Inevitably, these improvements have come at a colossal price to the west German taxpayer. Reunification has cost well over a trillion Euros so far, and the meter is still ticking – at around 75 billion Euros per year. Unemployment remains twice as high in eastern Germany as it is in the west – around 10 per cent in the east, compared to 5 per cent in western Germany. Far from creating a Fourth Reich, eager to dominate the rest of Europe, Reunification is a Herculean task which will preoccupy the Germans for generations.
So was it worth it? Well, that depends on who you ask. ‘Ostalgie’ (nostalgia for the former GDR) is largely confined to old age pensioners, but it’s telling that in last year’s election, Alternative für Deutschland was almost twice as popular in eastern Germany (nearly 22 per cent) as it was in western Germany (around 11 per cent). The difference in votes for Die Linke was even more pronounced: over 16 per cent of east Germans voted for Germany’s hard left party, compared with a mere 7 per cent of voters in the west. Disenchantment isn’t confined to impoverished east Germans. AfD polled strongly in Bavaria, one of Germany’s richest states. So does German Reunification hold any clues for the challenges that face Great Britain – not least Brexit, and the quest to revive the industrial heartlands of northern England?
Of course Germany’s Wiedervereinigung is unlike Brexit in almost every way, but one big thing they have in common is that they’re both patriotic projects, where economic considerations come second to a shared sense of nationhood. There was nothing inevitable about Germany Reunification. Mitterand was fearful, and Margaret Thatcher was dead against it. Without the decisiveness of Helmut Kohl, and the resolute support of George Bush Senior and Mikhail Gorbachev, it never would have come about.
Even the geography of Reunification was a triumph of emotion over logic.Eastern and western Germany had been one nation before the war, but that nation also included Silesia, East Prussia and Eastern Pomerania – integral parts of Deutschland that are now lost forever. Culturally, it’s just as hard to make a case for the intrinsic hegemony of today’s Bundesrepublik. Catholic Bavarians have far more in common with Catholic Austrians than they do with Protestant east Germans. For Rhinelanders, eastern Germany is more distant (and alien) than Strasbourg or Luxembourg.

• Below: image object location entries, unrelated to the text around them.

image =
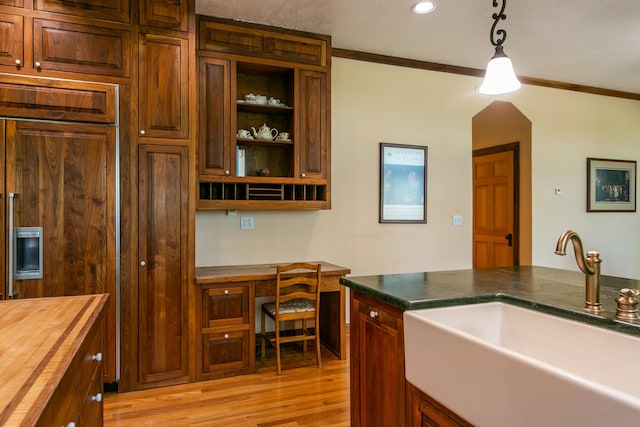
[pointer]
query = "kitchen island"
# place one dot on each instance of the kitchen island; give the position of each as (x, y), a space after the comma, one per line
(380, 395)
(51, 361)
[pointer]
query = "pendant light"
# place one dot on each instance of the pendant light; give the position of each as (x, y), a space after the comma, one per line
(499, 77)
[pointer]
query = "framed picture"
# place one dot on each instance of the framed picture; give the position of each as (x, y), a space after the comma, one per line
(611, 185)
(403, 183)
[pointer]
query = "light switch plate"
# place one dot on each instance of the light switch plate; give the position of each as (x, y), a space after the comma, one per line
(246, 223)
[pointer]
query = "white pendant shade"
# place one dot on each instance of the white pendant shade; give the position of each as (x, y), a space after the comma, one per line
(500, 77)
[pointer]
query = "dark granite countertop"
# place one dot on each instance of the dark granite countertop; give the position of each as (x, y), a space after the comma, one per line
(554, 291)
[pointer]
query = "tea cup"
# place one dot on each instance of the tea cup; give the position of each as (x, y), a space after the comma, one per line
(243, 133)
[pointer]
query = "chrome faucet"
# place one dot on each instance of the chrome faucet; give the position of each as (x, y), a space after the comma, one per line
(590, 266)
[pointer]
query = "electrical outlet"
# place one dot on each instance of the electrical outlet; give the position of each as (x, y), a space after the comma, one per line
(246, 223)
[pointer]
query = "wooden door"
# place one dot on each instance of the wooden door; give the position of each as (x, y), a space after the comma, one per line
(163, 265)
(377, 364)
(215, 117)
(314, 124)
(494, 209)
(163, 87)
(64, 177)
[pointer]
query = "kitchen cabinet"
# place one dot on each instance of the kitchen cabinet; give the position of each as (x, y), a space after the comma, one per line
(111, 10)
(169, 14)
(291, 72)
(423, 411)
(53, 46)
(163, 286)
(377, 363)
(53, 374)
(163, 95)
(226, 335)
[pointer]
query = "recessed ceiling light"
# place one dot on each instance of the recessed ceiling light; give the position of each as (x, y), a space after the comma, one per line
(424, 7)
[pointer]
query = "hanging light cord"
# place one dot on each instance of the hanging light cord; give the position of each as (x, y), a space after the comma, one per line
(496, 18)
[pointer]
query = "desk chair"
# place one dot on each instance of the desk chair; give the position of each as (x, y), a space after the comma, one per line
(297, 298)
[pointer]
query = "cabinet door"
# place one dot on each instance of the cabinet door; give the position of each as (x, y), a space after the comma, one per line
(11, 40)
(171, 14)
(77, 48)
(163, 87)
(314, 124)
(215, 117)
(377, 365)
(163, 264)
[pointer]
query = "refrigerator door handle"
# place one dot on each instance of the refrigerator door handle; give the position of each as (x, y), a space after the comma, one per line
(12, 247)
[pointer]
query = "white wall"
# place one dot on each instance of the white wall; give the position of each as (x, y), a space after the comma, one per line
(373, 103)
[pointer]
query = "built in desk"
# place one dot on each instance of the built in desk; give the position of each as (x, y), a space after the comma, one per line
(225, 315)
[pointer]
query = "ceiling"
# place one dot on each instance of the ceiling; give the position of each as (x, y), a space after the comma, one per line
(584, 42)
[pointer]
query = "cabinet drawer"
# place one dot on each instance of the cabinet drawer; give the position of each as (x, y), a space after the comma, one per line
(11, 39)
(227, 305)
(76, 48)
(226, 352)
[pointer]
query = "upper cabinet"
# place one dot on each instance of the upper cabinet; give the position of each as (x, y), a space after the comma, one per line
(169, 14)
(163, 95)
(264, 131)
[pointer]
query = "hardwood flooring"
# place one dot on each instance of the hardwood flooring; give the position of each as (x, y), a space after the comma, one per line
(303, 396)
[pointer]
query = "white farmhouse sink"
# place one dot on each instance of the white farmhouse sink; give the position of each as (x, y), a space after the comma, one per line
(497, 364)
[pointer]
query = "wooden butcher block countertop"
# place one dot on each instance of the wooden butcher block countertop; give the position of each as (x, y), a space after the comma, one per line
(38, 340)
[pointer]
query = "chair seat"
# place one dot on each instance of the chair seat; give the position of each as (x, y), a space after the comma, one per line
(293, 306)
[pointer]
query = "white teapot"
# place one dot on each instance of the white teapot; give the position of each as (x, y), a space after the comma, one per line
(264, 132)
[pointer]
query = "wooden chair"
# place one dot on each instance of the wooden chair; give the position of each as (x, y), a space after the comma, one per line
(297, 298)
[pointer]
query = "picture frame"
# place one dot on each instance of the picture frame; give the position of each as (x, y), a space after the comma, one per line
(611, 185)
(403, 183)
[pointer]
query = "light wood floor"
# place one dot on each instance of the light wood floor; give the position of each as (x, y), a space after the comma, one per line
(303, 396)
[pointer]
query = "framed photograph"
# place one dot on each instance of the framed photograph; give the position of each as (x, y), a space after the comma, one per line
(611, 185)
(403, 183)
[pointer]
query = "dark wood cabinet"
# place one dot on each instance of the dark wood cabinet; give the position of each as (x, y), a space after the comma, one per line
(290, 70)
(377, 363)
(112, 10)
(169, 14)
(424, 411)
(226, 335)
(163, 286)
(79, 48)
(11, 39)
(163, 95)
(214, 120)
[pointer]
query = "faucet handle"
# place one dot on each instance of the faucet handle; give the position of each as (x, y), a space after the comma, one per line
(627, 304)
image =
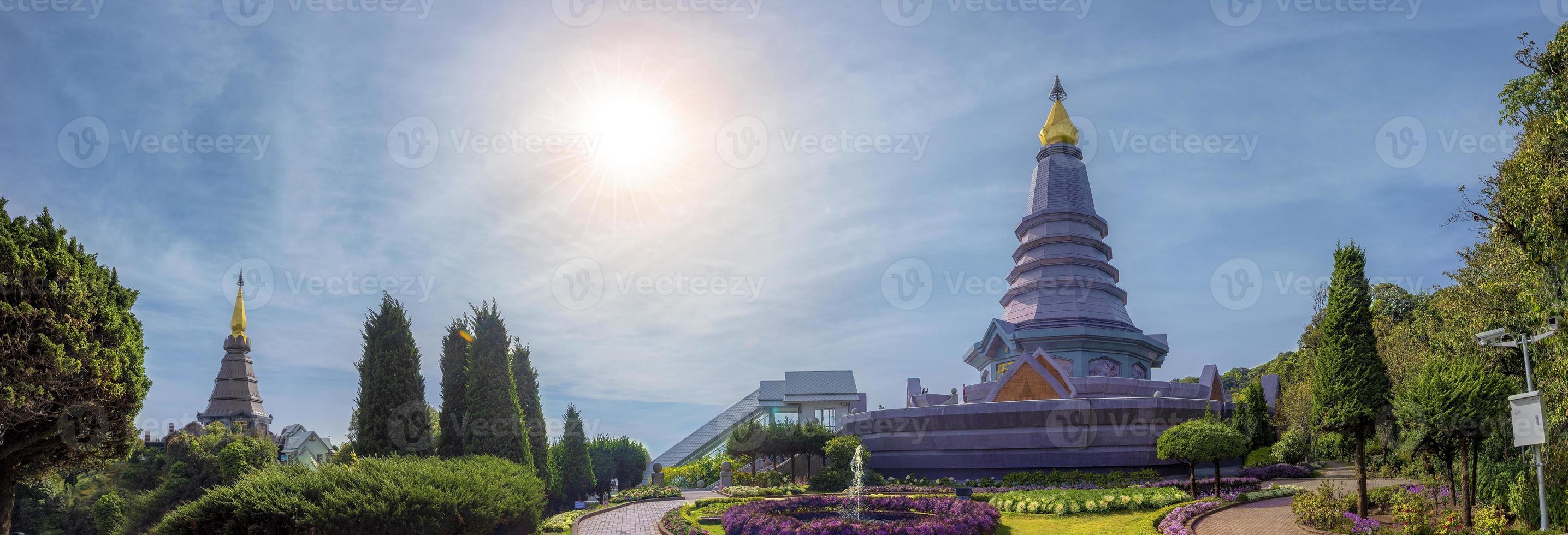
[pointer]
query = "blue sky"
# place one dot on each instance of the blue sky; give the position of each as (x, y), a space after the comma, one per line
(788, 156)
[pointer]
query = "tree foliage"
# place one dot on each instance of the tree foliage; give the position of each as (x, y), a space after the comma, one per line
(69, 352)
(391, 404)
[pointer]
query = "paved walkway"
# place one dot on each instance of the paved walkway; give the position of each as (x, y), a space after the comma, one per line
(637, 518)
(1274, 515)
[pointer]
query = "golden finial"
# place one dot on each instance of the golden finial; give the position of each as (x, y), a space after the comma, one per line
(1059, 128)
(237, 320)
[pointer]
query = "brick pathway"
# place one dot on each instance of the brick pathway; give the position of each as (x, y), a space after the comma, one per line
(1274, 515)
(634, 520)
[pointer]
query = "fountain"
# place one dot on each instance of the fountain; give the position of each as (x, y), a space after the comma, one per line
(855, 507)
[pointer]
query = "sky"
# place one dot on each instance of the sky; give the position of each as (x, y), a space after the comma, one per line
(672, 200)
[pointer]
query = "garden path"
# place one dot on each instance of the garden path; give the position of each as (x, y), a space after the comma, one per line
(637, 518)
(1274, 515)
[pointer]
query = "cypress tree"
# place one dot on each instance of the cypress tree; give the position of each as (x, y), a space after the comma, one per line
(393, 412)
(1352, 387)
(454, 390)
(573, 468)
(493, 423)
(528, 380)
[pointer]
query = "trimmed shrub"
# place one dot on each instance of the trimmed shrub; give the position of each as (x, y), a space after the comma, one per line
(393, 495)
(1092, 501)
(562, 523)
(1261, 457)
(640, 493)
(782, 490)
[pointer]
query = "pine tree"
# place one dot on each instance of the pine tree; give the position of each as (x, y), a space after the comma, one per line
(393, 412)
(575, 468)
(1352, 387)
(454, 388)
(528, 380)
(493, 423)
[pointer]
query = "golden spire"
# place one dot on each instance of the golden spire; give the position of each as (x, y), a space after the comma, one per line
(237, 320)
(1059, 128)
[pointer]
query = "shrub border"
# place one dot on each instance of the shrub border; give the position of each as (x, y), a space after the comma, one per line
(618, 506)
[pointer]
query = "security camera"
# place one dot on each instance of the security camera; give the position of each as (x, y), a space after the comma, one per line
(1492, 336)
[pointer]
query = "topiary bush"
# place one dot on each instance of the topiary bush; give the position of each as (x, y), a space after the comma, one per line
(1293, 448)
(394, 495)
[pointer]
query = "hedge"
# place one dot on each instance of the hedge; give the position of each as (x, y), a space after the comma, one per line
(393, 495)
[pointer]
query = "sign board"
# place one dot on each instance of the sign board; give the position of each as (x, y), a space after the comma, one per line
(1529, 427)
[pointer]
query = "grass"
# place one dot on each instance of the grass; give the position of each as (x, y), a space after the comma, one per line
(1112, 523)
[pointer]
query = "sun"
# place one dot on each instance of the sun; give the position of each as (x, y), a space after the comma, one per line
(631, 132)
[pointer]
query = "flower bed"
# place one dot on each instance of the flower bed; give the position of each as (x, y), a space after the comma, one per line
(562, 523)
(1175, 523)
(1230, 487)
(744, 490)
(640, 493)
(1277, 471)
(1093, 501)
(1268, 493)
(943, 516)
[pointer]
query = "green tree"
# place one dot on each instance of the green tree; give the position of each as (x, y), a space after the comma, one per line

The Swabians of south west Germany are closer to the German speaking Swiss.
And yet you only had to see the celebrations when Germany was reunified in 1990 to know that this was something people felt, rather than something people thought – a victory of the heart over the head. Two Germanies might have worked perfectly well, but it wasn’t what the people wanted. And so the Bundesrepublik set out on an unfamiliar path, at vast expense, towards an unknown destination. Twenty eight years later there’s still a long way to go, and no knowing where they’ll end up. The irony is that for Germany, EU membership enabled this patriotic project, rather than suppressing it. But then Germany and Great Britain have always been worlds apart.